In other words, we can arguably see how an atheist might be able to jump to theism via politics. The jump may not be as vast a vault as one might imagine given some kind of iteration of the horseshoe theory.
Hirsi Ali continues in the same vein a little later:
In this nihilistic vacuum, the challenge before us becomes civilisational. We can’t withstand China, Russia and Iran if we can’t explain to our populations why it matters that we do. We can’t fight woke ideology if we can’t defend the civilisation that it is determined to destroy. And we can’t counter Islamism with purely secular tools. To win the hearts and minds of Muslims here in the West, we have to offer them something more than videos on TikTok.
There is not just a little whiff (and an erroneous one) of functionality to her newfound belief. It is not anything to do with the evidential truth of the Christian narrative or any rational argument for it, but that it is a useful tool—a necessary one—to fight the evil of Islamism. For her, secular Enlightenment thinking is not a sharp enough tool to cut through the falsity of Islam.
She admits at the end of her piece that she still has “a great deal to learn about Christianity,” Which is an admission that she has arrived at her new worldview for reasons other than it being the most plausible explanation of reality.
The other canard that raises its ugly head is the absence of meaning in a worldview concerned with nonbelief. This “nihilistic vacuum,” as she puts it, leaves her feeling unsatisfied. As she says, “Atheism failed to answer a simple question: what is the meaning and purpose of life?”

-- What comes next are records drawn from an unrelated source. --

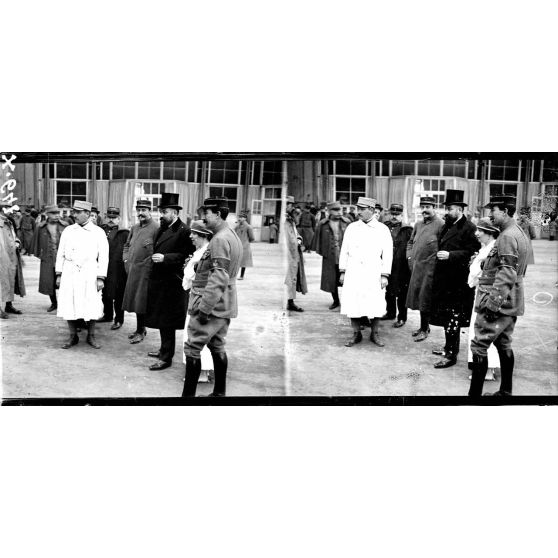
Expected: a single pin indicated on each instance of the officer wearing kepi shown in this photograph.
(499, 297)
(213, 301)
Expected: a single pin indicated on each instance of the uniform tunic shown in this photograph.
(500, 290)
(137, 263)
(45, 247)
(82, 258)
(246, 235)
(366, 255)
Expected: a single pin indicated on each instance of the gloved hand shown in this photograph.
(490, 315)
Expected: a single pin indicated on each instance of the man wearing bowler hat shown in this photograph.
(213, 302)
(45, 247)
(166, 299)
(81, 270)
(500, 298)
(327, 243)
(452, 298)
(115, 285)
(396, 292)
(364, 268)
(137, 265)
(421, 257)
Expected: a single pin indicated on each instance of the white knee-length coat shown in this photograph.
(366, 255)
(82, 257)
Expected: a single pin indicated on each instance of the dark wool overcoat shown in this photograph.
(116, 274)
(451, 293)
(47, 254)
(400, 272)
(421, 249)
(166, 299)
(324, 245)
(137, 263)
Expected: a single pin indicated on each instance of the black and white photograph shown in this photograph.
(272, 275)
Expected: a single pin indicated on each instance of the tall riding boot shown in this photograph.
(91, 340)
(73, 339)
(193, 371)
(507, 361)
(375, 333)
(220, 364)
(480, 367)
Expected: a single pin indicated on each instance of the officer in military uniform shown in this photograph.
(499, 297)
(213, 301)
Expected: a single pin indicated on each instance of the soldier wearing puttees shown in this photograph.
(499, 299)
(213, 301)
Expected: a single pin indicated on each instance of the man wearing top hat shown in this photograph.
(500, 298)
(421, 257)
(396, 292)
(11, 270)
(365, 266)
(452, 298)
(213, 301)
(115, 284)
(327, 243)
(45, 247)
(136, 254)
(81, 270)
(166, 299)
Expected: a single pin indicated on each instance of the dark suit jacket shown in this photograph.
(166, 299)
(450, 291)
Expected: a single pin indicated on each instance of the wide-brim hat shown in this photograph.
(486, 225)
(455, 197)
(143, 202)
(501, 201)
(366, 202)
(216, 203)
(169, 200)
(199, 227)
(80, 205)
(427, 200)
(334, 205)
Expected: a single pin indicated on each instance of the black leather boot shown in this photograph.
(220, 365)
(480, 368)
(193, 371)
(375, 333)
(507, 361)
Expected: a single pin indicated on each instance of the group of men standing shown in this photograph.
(386, 268)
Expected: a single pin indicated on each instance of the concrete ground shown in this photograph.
(273, 352)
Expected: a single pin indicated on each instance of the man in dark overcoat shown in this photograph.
(45, 247)
(500, 299)
(115, 283)
(327, 243)
(421, 256)
(396, 292)
(452, 298)
(137, 264)
(166, 299)
(213, 301)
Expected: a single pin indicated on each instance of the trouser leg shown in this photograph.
(402, 306)
(479, 369)
(168, 340)
(193, 370)
(424, 321)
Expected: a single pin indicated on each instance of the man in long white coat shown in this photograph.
(81, 270)
(364, 266)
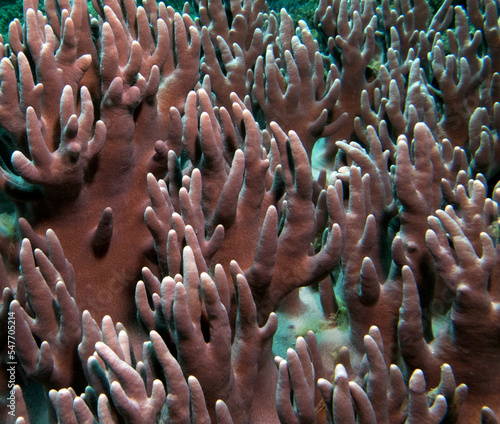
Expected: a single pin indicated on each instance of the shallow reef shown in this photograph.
(227, 215)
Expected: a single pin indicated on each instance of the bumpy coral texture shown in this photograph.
(190, 188)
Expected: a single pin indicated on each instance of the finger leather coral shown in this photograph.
(223, 214)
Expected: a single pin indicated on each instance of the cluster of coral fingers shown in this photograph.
(184, 194)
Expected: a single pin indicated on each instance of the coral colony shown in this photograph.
(185, 195)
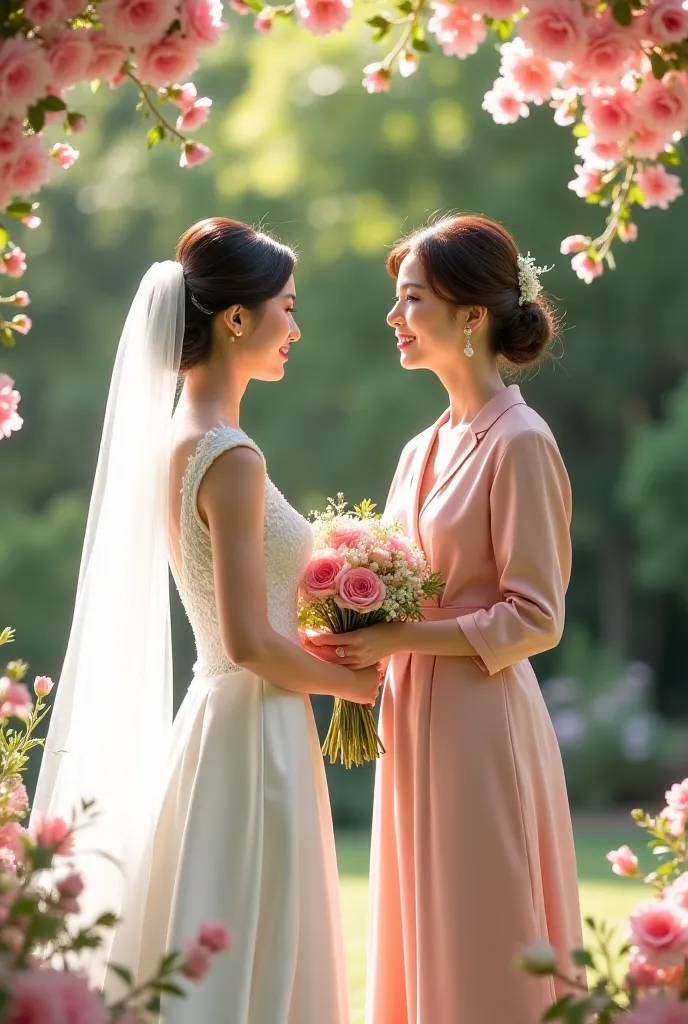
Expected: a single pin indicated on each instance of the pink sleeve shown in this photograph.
(530, 509)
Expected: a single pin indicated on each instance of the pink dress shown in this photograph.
(473, 852)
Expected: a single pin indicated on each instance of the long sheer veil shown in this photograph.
(113, 710)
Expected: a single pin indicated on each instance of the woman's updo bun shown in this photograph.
(471, 260)
(225, 263)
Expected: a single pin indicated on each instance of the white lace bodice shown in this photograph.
(288, 546)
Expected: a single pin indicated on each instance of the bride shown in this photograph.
(224, 815)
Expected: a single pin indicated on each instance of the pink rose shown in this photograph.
(359, 590)
(659, 929)
(624, 861)
(165, 61)
(319, 579)
(214, 936)
(610, 114)
(25, 74)
(660, 188)
(574, 244)
(194, 154)
(9, 399)
(324, 16)
(135, 23)
(55, 835)
(31, 170)
(70, 56)
(556, 29)
(458, 31)
(197, 962)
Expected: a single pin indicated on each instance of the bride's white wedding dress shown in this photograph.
(244, 833)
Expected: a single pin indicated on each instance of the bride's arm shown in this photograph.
(231, 501)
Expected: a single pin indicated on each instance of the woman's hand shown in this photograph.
(359, 649)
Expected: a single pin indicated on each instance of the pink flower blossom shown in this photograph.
(574, 244)
(319, 578)
(136, 23)
(15, 699)
(660, 188)
(665, 22)
(610, 114)
(25, 74)
(586, 267)
(14, 262)
(70, 55)
(624, 861)
(323, 16)
(194, 154)
(55, 835)
(556, 29)
(31, 170)
(9, 400)
(42, 684)
(458, 31)
(197, 962)
(505, 102)
(171, 58)
(533, 75)
(588, 180)
(202, 22)
(65, 155)
(106, 58)
(196, 116)
(22, 325)
(359, 590)
(659, 929)
(214, 936)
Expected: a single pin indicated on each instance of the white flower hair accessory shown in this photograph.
(528, 279)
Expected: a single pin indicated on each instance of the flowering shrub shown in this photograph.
(40, 947)
(650, 985)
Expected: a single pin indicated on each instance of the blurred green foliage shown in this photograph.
(300, 147)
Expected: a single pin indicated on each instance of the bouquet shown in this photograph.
(363, 570)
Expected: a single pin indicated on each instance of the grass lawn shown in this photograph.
(602, 894)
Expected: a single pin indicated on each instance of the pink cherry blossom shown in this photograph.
(65, 155)
(458, 31)
(610, 114)
(323, 16)
(624, 861)
(10, 421)
(171, 58)
(665, 22)
(586, 267)
(588, 180)
(660, 188)
(196, 116)
(197, 962)
(533, 75)
(505, 102)
(25, 74)
(106, 57)
(555, 29)
(31, 169)
(55, 835)
(194, 154)
(574, 244)
(70, 55)
(659, 930)
(202, 22)
(214, 936)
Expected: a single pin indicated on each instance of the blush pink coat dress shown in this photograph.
(473, 852)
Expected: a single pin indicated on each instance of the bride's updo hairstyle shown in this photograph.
(470, 260)
(225, 263)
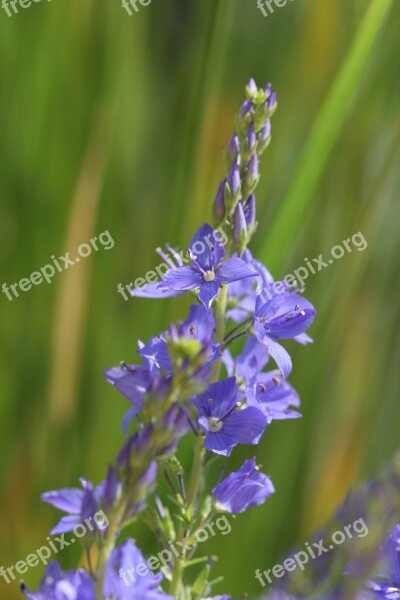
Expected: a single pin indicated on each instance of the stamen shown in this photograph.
(209, 276)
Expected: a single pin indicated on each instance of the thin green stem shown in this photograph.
(197, 469)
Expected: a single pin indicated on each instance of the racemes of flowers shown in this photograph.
(188, 383)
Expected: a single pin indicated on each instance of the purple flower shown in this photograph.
(276, 396)
(247, 366)
(249, 208)
(133, 382)
(224, 425)
(234, 148)
(243, 489)
(81, 504)
(73, 585)
(387, 584)
(198, 326)
(240, 226)
(209, 270)
(265, 133)
(281, 316)
(127, 576)
(243, 294)
(252, 173)
(233, 179)
(263, 390)
(251, 138)
(219, 202)
(246, 108)
(251, 88)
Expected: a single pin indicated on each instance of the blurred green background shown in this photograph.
(111, 122)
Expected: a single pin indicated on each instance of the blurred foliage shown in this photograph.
(117, 123)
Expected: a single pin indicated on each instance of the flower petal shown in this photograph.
(208, 292)
(234, 269)
(67, 499)
(245, 426)
(207, 251)
(183, 278)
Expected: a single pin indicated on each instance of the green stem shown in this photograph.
(191, 497)
(197, 469)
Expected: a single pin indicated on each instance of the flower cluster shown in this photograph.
(188, 383)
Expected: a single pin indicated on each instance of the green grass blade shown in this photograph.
(323, 136)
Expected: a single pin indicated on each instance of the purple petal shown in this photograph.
(234, 269)
(278, 353)
(219, 442)
(156, 351)
(245, 426)
(208, 292)
(199, 325)
(128, 417)
(154, 290)
(208, 251)
(67, 499)
(183, 278)
(67, 524)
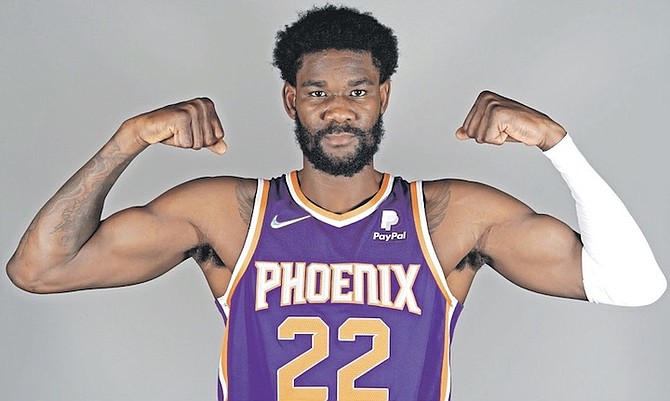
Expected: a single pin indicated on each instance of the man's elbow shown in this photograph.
(26, 278)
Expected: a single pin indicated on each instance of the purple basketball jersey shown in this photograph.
(325, 306)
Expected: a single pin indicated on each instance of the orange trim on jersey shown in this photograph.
(446, 358)
(248, 250)
(254, 241)
(422, 240)
(434, 265)
(386, 181)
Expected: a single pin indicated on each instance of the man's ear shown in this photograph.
(288, 96)
(384, 94)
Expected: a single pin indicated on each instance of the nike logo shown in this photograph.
(275, 223)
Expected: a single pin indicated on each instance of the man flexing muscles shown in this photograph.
(337, 281)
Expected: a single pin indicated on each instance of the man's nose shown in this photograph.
(339, 110)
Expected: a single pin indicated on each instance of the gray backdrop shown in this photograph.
(72, 71)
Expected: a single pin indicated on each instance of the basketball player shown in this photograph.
(337, 281)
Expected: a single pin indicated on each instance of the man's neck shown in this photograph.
(339, 194)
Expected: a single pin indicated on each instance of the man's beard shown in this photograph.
(368, 144)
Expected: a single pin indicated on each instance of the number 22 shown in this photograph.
(346, 375)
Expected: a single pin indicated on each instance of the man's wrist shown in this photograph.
(128, 140)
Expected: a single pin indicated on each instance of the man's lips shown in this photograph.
(339, 139)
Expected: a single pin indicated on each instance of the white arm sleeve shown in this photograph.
(618, 267)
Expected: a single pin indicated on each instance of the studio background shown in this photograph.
(72, 71)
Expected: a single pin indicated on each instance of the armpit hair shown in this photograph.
(474, 260)
(204, 253)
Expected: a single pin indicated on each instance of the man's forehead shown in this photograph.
(356, 67)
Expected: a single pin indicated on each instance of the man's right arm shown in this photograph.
(67, 247)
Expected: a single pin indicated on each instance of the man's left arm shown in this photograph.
(616, 262)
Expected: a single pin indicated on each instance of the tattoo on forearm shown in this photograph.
(73, 213)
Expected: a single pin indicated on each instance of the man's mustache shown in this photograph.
(339, 129)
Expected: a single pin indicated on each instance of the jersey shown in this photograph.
(325, 306)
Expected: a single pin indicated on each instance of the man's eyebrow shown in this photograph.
(310, 82)
(359, 82)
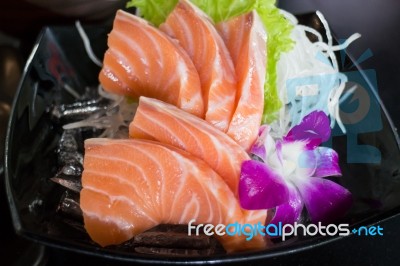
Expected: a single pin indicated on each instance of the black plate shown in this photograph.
(59, 57)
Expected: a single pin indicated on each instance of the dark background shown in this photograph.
(378, 23)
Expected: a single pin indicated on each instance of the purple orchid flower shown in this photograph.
(290, 174)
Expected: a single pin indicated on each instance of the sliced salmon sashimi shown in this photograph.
(246, 38)
(142, 60)
(197, 34)
(156, 120)
(130, 186)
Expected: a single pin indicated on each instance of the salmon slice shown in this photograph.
(156, 120)
(246, 38)
(142, 60)
(198, 36)
(130, 186)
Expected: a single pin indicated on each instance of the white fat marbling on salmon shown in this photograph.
(145, 61)
(246, 39)
(199, 38)
(186, 187)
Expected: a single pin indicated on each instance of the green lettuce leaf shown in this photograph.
(278, 29)
(279, 41)
(154, 11)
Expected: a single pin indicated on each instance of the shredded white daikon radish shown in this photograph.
(309, 78)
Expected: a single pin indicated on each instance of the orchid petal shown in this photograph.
(325, 200)
(260, 187)
(327, 162)
(314, 129)
(289, 212)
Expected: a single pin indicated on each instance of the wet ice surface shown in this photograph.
(168, 240)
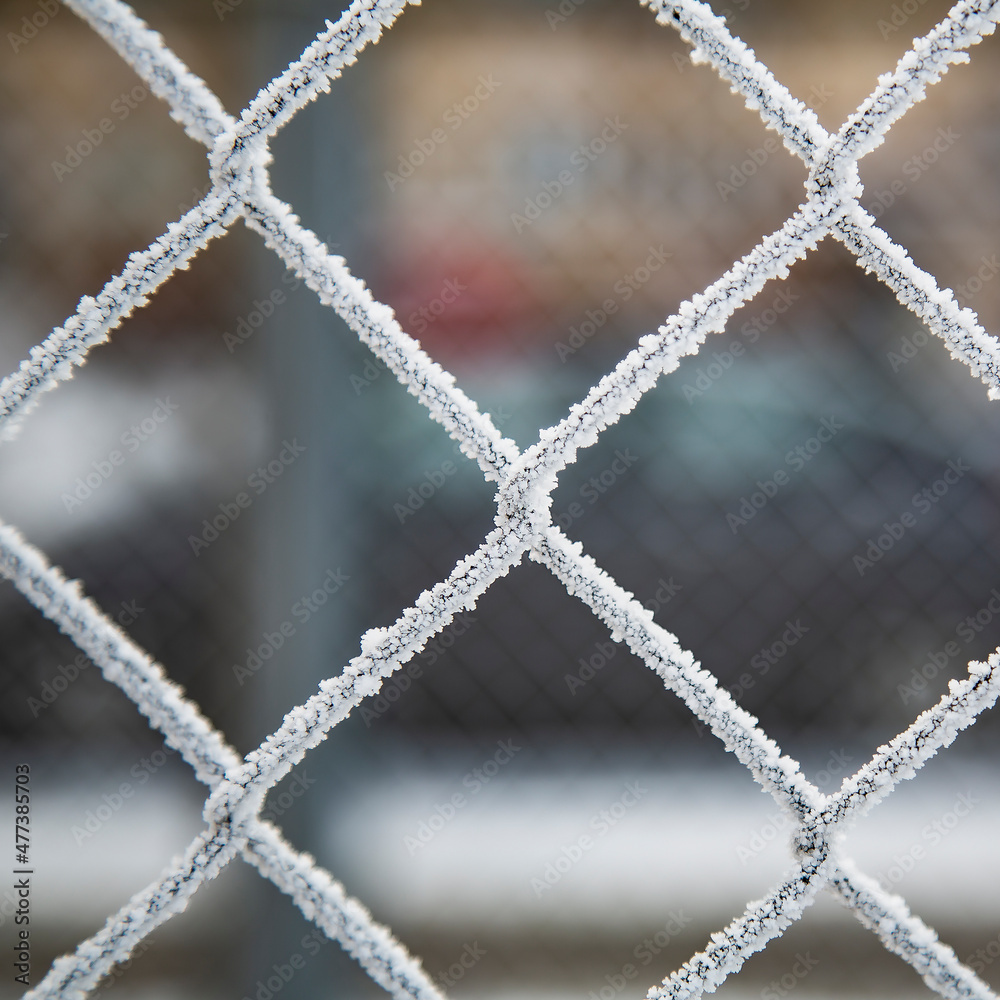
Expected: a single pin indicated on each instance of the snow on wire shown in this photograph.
(239, 157)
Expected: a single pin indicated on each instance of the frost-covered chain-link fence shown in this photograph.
(240, 188)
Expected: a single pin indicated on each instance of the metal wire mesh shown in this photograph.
(240, 188)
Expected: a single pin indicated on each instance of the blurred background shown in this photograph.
(531, 187)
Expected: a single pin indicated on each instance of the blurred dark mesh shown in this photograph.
(692, 182)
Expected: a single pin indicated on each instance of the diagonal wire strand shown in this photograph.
(238, 156)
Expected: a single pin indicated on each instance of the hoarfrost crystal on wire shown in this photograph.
(239, 157)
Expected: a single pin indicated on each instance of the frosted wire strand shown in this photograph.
(190, 101)
(763, 920)
(933, 730)
(958, 327)
(905, 935)
(966, 24)
(342, 918)
(121, 661)
(241, 151)
(72, 977)
(711, 42)
(184, 728)
(68, 345)
(383, 651)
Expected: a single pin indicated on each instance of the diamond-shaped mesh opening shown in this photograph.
(236, 824)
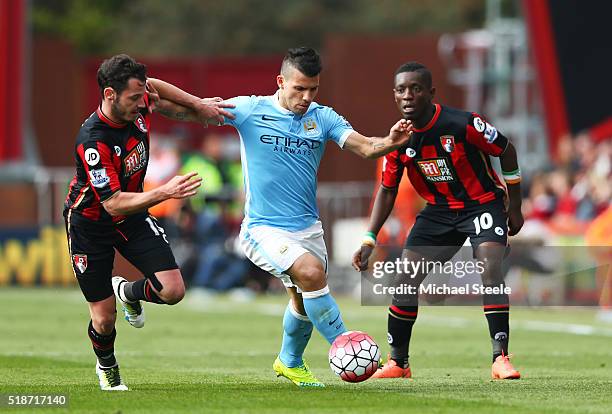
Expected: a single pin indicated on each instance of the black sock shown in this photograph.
(104, 346)
(399, 329)
(141, 290)
(497, 312)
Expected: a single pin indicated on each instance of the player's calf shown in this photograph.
(162, 288)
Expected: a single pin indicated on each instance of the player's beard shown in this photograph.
(119, 112)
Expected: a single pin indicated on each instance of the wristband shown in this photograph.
(369, 239)
(512, 177)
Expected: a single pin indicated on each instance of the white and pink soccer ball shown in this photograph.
(354, 356)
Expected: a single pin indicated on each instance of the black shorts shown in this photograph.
(439, 232)
(139, 239)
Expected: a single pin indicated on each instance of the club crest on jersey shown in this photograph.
(99, 178)
(140, 124)
(135, 160)
(80, 262)
(310, 127)
(436, 170)
(479, 124)
(448, 143)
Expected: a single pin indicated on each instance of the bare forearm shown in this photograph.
(175, 111)
(377, 147)
(173, 93)
(126, 203)
(383, 205)
(509, 164)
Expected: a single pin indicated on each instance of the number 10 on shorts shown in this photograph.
(483, 222)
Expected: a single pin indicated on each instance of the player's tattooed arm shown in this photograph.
(175, 111)
(208, 110)
(368, 147)
(123, 203)
(509, 163)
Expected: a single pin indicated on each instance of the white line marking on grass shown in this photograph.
(271, 309)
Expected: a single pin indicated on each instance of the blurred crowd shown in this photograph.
(569, 195)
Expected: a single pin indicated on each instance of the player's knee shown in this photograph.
(312, 277)
(104, 324)
(173, 294)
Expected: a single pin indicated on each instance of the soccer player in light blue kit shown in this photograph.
(282, 140)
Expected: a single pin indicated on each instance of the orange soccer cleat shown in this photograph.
(392, 370)
(503, 369)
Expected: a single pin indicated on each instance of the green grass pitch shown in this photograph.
(216, 357)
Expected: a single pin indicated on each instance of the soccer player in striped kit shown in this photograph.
(447, 162)
(106, 207)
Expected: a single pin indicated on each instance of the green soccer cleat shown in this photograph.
(110, 379)
(133, 311)
(300, 376)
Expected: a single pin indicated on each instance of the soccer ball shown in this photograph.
(354, 356)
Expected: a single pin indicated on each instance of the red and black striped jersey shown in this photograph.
(109, 157)
(448, 161)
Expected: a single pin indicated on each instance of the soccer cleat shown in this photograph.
(133, 311)
(110, 379)
(392, 370)
(300, 376)
(503, 369)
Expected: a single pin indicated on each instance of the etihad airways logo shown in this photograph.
(298, 146)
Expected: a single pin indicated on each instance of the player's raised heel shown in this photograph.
(110, 379)
(392, 370)
(300, 376)
(503, 369)
(133, 311)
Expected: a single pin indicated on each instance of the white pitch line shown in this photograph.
(271, 309)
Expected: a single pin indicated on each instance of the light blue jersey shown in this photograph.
(281, 153)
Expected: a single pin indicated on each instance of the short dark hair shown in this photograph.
(416, 67)
(117, 71)
(304, 59)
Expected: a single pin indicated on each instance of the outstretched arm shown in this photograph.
(383, 205)
(512, 176)
(367, 147)
(122, 203)
(206, 110)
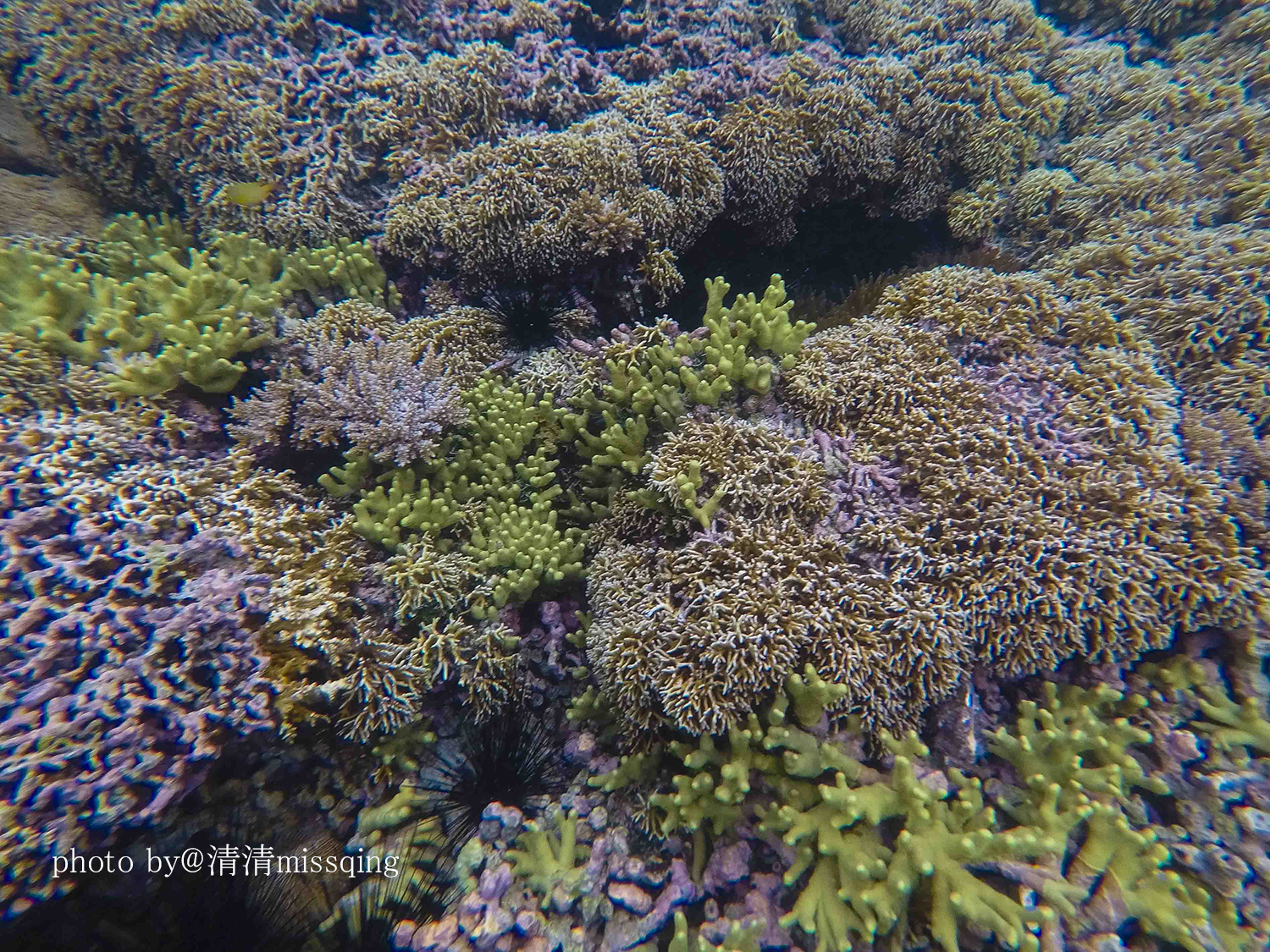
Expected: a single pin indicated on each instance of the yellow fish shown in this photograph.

Of course, this is a well-trodden trope. Atheism doesn’t supply meaning for it is merely a lack of belief in God, or in my understanding, a positive belief that God does not exist. And that’s it. Meaning needs to come from oneself. I would even argue that this is the case whether you believe in God or not. A third party (in this case, God) thrusting their meaning and purpose on me strips me of one of the most important aspects of human agency. Meaning and purpose are concepts constructed by humans for the use and motivation of humans.
Above all else, perhaps, is the notion of fear for her. Again, not a positive evidential argument for Christianity, but one of perceived psychological need. As she declares, “Fear is the basis of the whole thing—fear of the mysterious, fear of defeat, fear of death. As an atheist, I thought I would lose that fear.”
I can’t help but think that she has singularly failed to interact with the positive philosophy of secular humanism.